Jenkins, Big Data and data driven development

Improve delivery of data driven projects from development all the way to production

Applying CI/CD methodologies in an environment using R and OpenCPU

Jenkins among analysts

In data driven development, value lies in the data beneath the software and is often exempt from traditional software development schemes such as Agile. As those that work in these areas usually don’t have a formal education in good software practices, it’s easy to miss out on all the benefits it brings to the table. So how do we build quality into data driven software using modern software processes and tools?

Enter Jenkins.

In a nutshell, Jenkins is an advanced scheduler. It triggers tasks on connected hardware by reacting to events, typically on source code changes or time events. Combining Jenkins with the following tools allows you to introduce and automate tasks, drastically increasing productivity and quality. Interested?

We’ll base the environment on R, one of the most popular programming languages among data analysts.
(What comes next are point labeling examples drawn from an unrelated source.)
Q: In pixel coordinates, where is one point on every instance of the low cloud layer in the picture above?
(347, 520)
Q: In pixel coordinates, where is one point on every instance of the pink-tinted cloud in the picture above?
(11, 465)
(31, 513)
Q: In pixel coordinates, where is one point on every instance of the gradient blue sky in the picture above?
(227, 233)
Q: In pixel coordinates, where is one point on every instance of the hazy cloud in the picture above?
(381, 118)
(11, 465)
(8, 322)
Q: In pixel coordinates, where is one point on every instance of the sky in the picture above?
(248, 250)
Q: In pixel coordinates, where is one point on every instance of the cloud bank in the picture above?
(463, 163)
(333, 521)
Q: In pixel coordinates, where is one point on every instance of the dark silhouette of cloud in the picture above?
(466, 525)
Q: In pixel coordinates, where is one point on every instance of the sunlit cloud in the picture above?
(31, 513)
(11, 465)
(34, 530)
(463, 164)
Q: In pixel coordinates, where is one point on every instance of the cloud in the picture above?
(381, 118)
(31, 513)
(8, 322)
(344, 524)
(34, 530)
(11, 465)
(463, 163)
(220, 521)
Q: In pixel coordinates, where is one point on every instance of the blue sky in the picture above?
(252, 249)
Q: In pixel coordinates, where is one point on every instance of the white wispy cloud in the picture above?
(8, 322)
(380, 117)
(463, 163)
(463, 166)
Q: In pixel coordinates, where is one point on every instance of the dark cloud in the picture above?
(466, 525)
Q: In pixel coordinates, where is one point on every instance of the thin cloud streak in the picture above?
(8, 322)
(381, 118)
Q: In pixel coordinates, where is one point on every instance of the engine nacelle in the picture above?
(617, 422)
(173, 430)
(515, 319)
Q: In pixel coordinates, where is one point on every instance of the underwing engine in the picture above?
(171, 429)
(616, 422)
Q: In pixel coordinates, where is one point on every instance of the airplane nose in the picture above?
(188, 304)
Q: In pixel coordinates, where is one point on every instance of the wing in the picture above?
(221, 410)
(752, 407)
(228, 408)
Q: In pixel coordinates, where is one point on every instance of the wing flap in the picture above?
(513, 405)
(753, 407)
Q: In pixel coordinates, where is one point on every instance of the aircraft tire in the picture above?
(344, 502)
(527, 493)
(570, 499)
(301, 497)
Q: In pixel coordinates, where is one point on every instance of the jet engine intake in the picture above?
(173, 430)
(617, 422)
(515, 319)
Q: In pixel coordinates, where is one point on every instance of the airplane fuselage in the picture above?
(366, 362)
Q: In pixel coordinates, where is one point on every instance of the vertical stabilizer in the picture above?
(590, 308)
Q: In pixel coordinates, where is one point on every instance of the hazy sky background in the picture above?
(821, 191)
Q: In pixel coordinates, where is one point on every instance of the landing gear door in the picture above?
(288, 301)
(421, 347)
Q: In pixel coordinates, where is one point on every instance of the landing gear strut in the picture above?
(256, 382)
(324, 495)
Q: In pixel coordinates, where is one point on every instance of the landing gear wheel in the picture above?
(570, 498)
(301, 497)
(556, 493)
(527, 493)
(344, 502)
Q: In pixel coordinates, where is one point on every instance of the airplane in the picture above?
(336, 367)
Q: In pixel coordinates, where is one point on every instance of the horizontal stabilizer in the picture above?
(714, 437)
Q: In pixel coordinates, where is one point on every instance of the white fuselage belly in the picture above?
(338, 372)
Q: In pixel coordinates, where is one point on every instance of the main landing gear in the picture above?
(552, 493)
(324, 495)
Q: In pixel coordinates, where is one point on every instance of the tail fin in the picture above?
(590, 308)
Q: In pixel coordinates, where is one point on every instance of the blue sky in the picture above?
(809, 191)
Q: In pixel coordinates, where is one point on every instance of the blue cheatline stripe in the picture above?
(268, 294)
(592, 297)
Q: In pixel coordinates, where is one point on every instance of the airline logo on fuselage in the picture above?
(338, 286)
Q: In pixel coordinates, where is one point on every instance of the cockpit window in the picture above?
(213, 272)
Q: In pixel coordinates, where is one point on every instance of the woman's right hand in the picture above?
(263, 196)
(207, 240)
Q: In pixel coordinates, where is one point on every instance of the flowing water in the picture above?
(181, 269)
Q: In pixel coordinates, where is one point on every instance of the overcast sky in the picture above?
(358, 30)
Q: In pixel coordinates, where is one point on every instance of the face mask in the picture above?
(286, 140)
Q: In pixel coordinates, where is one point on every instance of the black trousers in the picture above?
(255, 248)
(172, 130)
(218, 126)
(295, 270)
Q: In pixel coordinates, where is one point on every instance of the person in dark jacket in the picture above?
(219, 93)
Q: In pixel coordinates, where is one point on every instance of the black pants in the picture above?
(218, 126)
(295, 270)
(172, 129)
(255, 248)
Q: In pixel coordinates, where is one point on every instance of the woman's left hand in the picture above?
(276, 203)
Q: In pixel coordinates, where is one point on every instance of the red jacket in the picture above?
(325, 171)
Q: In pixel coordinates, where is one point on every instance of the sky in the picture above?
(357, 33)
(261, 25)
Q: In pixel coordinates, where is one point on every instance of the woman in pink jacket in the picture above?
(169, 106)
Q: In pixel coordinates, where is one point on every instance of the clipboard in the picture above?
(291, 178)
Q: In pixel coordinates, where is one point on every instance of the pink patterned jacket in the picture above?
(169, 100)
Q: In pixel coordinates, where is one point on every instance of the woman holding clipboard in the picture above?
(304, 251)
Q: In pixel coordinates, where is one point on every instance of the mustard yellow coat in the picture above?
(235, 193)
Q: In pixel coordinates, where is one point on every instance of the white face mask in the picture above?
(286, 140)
It’s functional and dynamically typed, with heavy emphasis on data manipulation and projection of large datasets.

The aptly named Rapache is a variant of Apache tailored to R. It’s a static file server used to host binary R packages using the CRAN format.

OpenCPU API server is another popular tool that can map R function calls to simple REST methods.

In summary, R has all the building blocks required to build a modern software pipeline:

  1. A package system
  2. A stable artifact server
  3. Plenty of application server support with modern features

The plan

We want to increase the awareness of code quality. By automatically gathering and displaying metrics, we introduce code quality and testability into the daily life of the analyst. This is uncommon in the art of data science, since you cannot test your data directly.

We want to increase the speed at which our deliveries reach production. Jenkins can automate the tedious tasks of uploading packages and restarting the server after installation, if necessary.

We want to test wheather our packages can be deployed successfully. By scripting the installation, it becomes trivial to automate a deployment to a production-like environment using Jenkins, even for every single change to the package.

We want to test our deployed package before it reaches production. This is now very easy, as we can now automatically deploy to a test environment and make real calls to our updated package.

So here’s what we delegate to Jenkins:

  1. Static analysis of code quality (lint and warnings)
  2. Unit tests (the package itself) - Including coverage
  3. Automatic deployment of built software to application servers
  4. Functional tests (on the OpenCPU server with real web method calls)

The implementation

To increase awareness of quality of code, two types of analysis can be applied:

A linter, or syntax checker, which checks for irregularities in code, e.g. incorrect indentation, incorrect variable naming or long lines of code. A good example is Lintr. Check your code for TODO,FIXME or similar comments, and display those using the warnings plugin

Generate warnings for these during your builds to bring issues to light and motivate fixing and preventing further warnings.

Use the testthat R package for unit testing. It’s a great way to test your software, as the tests are written in a very declarative way. Use testthat’s built-in feature to convert the results to the TAP format and display them in Jenkins with the tap plugin.

Code coverage measures how much of your code is used during tests. Use the Covr R package to measure coverage. It can output its results into the Cobertura coverage format, which allows the Cobertura plugin to displays the results in Jenkins as pretty graphs.

The next part, deploying to a test environment, is solved with the Pipeline job type in Jenkins. Pipeline makes it easy to transfer the built package between steps with it’s stash function. This makes it a great choice, as it trivializes transferring the package from the test R server to a test OpenCPU server.

After deploying to the test environment, we can run the functional tests that interact directly with our API server (OpenCPU), the functional tests are also written using testthat.

If the functional tests pass, we have a valid release candidate. Now we can publish our package to the local package server and CRAN package mirror, to be installed on the production server whenever we choose to.

Putting all this together, we roughly end up with the following flow:

Analysis > Unit tests > Deploy to test > Integration tests > Generate documentation > Create release candidate

To store our job configuration as code, and make it easy to spin up this pipeline, we created all of the jobs using the Job DSL plugin, and put the scripts in our repository.

Results

The overall goal of improving quality of software is assisted by Jenkins. We use Jenkins as the driver to showcase many of the concepts normally used in software development.

The developers now have a visual representation of the state of their software, the quality of the tests and the current progress is tracked on a dashboard for all to see, this makes it easier to demonstrate progress to upper management from a developer standpoint.